Someone here might have a better idea on what to look next, so let's wait.
 
#5 ·
If you haven't tried, perhaps you can try to remove it. Remove the radiator cap then start the engine. Let it run for about 3-5 minutes until you see the water in the radiator "bubble up".

That is the indication that you are releasing air. Water level should go down. You now add water until the level stabilize.

Once you are definitely sure that you have removed all air pockets, the thermostat is running perfectly, and assuming that the water pump is working, then you can now replace the water with a radiator coolant and do the procedure for removing (again) the air pockets.
 
#7 ·
Hello. If you did a heater core bypass it will never blow hot because you bypassed hot coolant away from it.
If there is not enough water the pump has nothing to circulate. This happened to my v6 as well.
My solution was to disconnect the hose from the overflow and use that to fill coolant. I would pour it down the hose towards the radiator and vigorously squeeze every coolant hose I hould get my hands on. The best were the upper and lower hoses. Squeeze them hard and fast...?
 
#8 ·
With the shot gun approach to trouble shooting the original problem will never be known. That said, with all those parts replaced, the only logical thing left is air in the system.
I looked up removing air in Ford V6 engine cooling system since this Ford V6 . Article said to fill system and leave cap "off" so air can escape while running the engine. After a bit the level should drop, top off the cooling system again. Drive the car with cap on and monitor the temp gauge. Recheck coolant system after engine cools off.
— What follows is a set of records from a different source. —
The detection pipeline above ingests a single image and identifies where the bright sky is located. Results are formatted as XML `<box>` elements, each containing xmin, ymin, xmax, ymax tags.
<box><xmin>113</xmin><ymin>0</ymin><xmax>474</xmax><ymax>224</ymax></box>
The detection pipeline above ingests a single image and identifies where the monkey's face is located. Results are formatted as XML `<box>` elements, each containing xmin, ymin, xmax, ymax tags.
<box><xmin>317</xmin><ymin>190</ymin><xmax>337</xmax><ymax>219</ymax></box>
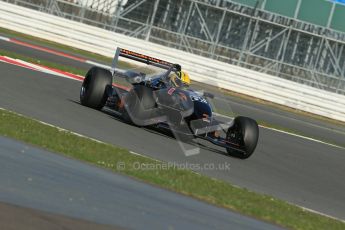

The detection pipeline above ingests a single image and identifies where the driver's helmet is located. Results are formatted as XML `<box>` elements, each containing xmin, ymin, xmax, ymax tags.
<box><xmin>179</xmin><ymin>71</ymin><xmax>190</xmax><ymax>86</ymax></box>
<box><xmin>170</xmin><ymin>71</ymin><xmax>190</xmax><ymax>87</ymax></box>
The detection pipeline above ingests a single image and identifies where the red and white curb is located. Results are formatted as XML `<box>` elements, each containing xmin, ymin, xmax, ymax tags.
<box><xmin>0</xmin><ymin>56</ymin><xmax>129</xmax><ymax>90</ymax></box>
<box><xmin>0</xmin><ymin>33</ymin><xmax>110</xmax><ymax>69</ymax></box>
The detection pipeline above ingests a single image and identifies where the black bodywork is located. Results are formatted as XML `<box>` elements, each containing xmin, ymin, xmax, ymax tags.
<box><xmin>80</xmin><ymin>48</ymin><xmax>259</xmax><ymax>159</ymax></box>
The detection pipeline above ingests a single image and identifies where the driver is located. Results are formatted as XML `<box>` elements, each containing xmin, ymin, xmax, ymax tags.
<box><xmin>170</xmin><ymin>64</ymin><xmax>190</xmax><ymax>87</ymax></box>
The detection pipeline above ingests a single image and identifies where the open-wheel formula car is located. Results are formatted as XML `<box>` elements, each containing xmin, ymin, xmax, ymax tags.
<box><xmin>80</xmin><ymin>48</ymin><xmax>259</xmax><ymax>159</ymax></box>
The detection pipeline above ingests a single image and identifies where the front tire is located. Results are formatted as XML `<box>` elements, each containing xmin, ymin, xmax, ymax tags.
<box><xmin>80</xmin><ymin>67</ymin><xmax>112</xmax><ymax>109</ymax></box>
<box><xmin>226</xmin><ymin>116</ymin><xmax>259</xmax><ymax>159</ymax></box>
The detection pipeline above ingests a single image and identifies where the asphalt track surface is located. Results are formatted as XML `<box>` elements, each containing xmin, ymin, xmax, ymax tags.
<box><xmin>0</xmin><ymin>137</ymin><xmax>280</xmax><ymax>230</ymax></box>
<box><xmin>0</xmin><ymin>37</ymin><xmax>345</xmax><ymax>146</ymax></box>
<box><xmin>0</xmin><ymin>35</ymin><xmax>345</xmax><ymax>219</ymax></box>
<box><xmin>0</xmin><ymin>59</ymin><xmax>345</xmax><ymax>223</ymax></box>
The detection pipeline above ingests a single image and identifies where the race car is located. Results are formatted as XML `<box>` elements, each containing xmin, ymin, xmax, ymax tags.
<box><xmin>80</xmin><ymin>48</ymin><xmax>259</xmax><ymax>159</ymax></box>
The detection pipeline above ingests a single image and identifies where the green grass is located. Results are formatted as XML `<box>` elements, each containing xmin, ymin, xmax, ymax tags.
<box><xmin>0</xmin><ymin>110</ymin><xmax>345</xmax><ymax>229</ymax></box>
<box><xmin>0</xmin><ymin>27</ymin><xmax>345</xmax><ymax>127</ymax></box>
<box><xmin>0</xmin><ymin>49</ymin><xmax>345</xmax><ymax>148</ymax></box>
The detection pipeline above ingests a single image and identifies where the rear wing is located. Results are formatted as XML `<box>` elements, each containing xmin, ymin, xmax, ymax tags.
<box><xmin>111</xmin><ymin>47</ymin><xmax>181</xmax><ymax>73</ymax></box>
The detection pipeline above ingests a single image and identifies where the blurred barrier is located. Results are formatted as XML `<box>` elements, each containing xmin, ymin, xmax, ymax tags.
<box><xmin>0</xmin><ymin>2</ymin><xmax>345</xmax><ymax>121</ymax></box>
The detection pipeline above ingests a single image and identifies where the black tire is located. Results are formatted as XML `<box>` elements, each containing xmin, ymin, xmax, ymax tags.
<box><xmin>80</xmin><ymin>67</ymin><xmax>112</xmax><ymax>109</ymax></box>
<box><xmin>171</xmin><ymin>123</ymin><xmax>194</xmax><ymax>143</ymax></box>
<box><xmin>226</xmin><ymin>116</ymin><xmax>259</xmax><ymax>159</ymax></box>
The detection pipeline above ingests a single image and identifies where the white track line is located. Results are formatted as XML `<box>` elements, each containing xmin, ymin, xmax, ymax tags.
<box><xmin>1</xmin><ymin>58</ymin><xmax>345</xmax><ymax>149</ymax></box>
<box><xmin>0</xmin><ymin>107</ymin><xmax>345</xmax><ymax>223</ymax></box>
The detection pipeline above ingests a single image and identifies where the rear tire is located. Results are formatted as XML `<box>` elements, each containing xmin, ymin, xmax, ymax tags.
<box><xmin>226</xmin><ymin>116</ymin><xmax>259</xmax><ymax>159</ymax></box>
<box><xmin>80</xmin><ymin>67</ymin><xmax>112</xmax><ymax>109</ymax></box>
Before starting, know the cooling system total quantity, then add back that quantity. A bit less then capacity will go back in because not all may not drain out from the V shaped engine block. That way you know where you stand filling it back up.
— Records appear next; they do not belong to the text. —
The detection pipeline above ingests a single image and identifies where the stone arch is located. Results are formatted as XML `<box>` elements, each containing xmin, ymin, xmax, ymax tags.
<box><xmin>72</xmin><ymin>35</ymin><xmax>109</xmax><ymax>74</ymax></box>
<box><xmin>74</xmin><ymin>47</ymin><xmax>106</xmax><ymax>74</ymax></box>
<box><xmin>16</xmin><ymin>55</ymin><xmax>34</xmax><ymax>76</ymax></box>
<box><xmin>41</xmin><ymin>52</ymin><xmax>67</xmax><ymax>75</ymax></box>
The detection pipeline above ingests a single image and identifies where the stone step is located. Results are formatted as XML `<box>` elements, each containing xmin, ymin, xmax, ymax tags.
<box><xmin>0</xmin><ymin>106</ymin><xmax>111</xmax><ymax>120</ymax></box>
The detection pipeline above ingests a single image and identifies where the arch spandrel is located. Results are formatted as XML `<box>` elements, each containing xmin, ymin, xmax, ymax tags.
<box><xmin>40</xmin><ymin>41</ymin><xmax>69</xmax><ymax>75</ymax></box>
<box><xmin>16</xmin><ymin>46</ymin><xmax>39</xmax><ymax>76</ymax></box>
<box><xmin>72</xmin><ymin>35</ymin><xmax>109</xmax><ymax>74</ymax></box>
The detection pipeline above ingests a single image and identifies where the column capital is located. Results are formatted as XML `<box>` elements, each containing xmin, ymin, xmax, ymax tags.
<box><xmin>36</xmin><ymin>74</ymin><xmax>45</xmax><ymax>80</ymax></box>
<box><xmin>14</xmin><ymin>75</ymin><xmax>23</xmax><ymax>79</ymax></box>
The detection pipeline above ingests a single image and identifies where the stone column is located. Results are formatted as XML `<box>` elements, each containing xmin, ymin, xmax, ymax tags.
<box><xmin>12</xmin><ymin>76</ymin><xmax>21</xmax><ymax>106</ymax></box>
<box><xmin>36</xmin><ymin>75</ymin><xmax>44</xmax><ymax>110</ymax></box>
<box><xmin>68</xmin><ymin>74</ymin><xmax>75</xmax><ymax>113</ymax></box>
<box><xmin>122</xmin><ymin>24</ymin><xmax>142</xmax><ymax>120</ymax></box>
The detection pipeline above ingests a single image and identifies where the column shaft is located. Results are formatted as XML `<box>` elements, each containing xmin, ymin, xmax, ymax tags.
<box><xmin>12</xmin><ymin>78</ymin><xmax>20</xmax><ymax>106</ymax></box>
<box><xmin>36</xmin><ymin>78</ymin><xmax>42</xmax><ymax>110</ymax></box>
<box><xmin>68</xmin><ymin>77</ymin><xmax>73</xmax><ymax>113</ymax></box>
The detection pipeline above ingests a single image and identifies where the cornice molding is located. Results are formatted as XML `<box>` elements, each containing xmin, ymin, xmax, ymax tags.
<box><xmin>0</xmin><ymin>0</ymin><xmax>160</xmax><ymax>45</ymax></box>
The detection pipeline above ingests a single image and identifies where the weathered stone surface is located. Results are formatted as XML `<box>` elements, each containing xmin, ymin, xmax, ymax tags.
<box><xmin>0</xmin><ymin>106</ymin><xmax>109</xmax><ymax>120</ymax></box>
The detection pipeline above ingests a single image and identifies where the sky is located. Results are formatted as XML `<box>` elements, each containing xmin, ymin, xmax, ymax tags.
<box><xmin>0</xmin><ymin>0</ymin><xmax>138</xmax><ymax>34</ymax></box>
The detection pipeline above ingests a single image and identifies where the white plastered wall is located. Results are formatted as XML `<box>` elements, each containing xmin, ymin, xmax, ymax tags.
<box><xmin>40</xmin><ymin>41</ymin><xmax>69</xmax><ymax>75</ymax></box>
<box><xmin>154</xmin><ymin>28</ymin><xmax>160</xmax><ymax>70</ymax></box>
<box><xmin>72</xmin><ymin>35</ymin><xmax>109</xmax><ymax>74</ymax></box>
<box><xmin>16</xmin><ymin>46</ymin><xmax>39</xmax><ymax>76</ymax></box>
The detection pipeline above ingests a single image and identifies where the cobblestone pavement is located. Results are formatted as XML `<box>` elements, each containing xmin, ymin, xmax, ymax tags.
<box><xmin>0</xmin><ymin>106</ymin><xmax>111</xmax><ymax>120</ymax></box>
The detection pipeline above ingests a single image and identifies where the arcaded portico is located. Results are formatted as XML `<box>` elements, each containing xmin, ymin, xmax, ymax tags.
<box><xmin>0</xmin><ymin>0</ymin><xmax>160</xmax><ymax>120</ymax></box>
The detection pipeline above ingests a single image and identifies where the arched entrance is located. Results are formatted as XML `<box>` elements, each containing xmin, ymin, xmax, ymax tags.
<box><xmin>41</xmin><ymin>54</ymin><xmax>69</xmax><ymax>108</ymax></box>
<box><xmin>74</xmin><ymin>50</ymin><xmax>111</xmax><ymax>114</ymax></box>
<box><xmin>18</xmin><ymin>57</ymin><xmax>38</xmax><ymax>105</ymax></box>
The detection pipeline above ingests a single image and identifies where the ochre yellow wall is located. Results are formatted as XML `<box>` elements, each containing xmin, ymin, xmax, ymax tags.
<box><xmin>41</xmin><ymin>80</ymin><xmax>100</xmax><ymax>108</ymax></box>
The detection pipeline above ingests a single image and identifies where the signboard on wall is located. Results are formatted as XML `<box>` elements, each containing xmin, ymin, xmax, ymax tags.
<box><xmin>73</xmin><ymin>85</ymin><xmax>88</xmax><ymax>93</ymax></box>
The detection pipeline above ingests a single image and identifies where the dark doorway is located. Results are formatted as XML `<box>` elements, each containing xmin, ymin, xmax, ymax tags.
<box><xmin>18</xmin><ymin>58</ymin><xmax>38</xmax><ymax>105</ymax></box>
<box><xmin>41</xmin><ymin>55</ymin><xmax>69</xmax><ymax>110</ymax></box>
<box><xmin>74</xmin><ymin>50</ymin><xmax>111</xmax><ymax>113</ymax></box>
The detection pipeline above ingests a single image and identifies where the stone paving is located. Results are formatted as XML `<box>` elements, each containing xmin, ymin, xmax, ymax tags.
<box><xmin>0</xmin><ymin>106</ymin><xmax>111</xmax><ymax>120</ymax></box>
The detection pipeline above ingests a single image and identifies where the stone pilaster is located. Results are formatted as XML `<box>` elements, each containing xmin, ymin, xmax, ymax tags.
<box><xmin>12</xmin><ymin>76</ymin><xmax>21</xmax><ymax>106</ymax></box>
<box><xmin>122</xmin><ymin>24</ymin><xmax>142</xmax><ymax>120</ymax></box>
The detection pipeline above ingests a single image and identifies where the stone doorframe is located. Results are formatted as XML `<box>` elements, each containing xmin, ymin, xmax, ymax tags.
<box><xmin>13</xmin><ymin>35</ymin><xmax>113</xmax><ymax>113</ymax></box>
If not servicing with 50/50, be sure to use distilled water with the straight coolant and not tap water in your aluminum engine!
 
#9 ·
... be sure to use distilled water with the straight coolant and not tap water in your aluminum engine!
I forgot to mention this, the use of distilled water. If I may ask, am I doing any harm if I were to use tap water just to flush the radiator? I did this to my old vehicle by running it at idle with the drain plug removed until the water is clear.

Afterwards, I stopped the engine and let it drain. That is the time I filled it up with a ready mixed coolant.
 
#10 ·
Some things I've found that help air get out of a cooling system in general - not specific to Mazda.
1. Make sure there is a tiny bypass hole in the thermostat. It there isn't then drill one. Make sure you use an OEM thermostat. I've used many aftermarket thermostats for older cars where there is no other option. In these cases the bypass hole would be missing. The bypass hole allows air to pass by the thermostat and a tiny amount of coolant to flow. This helps bleed the system. I don't know if Mazda OEM thermostats have bypass holes.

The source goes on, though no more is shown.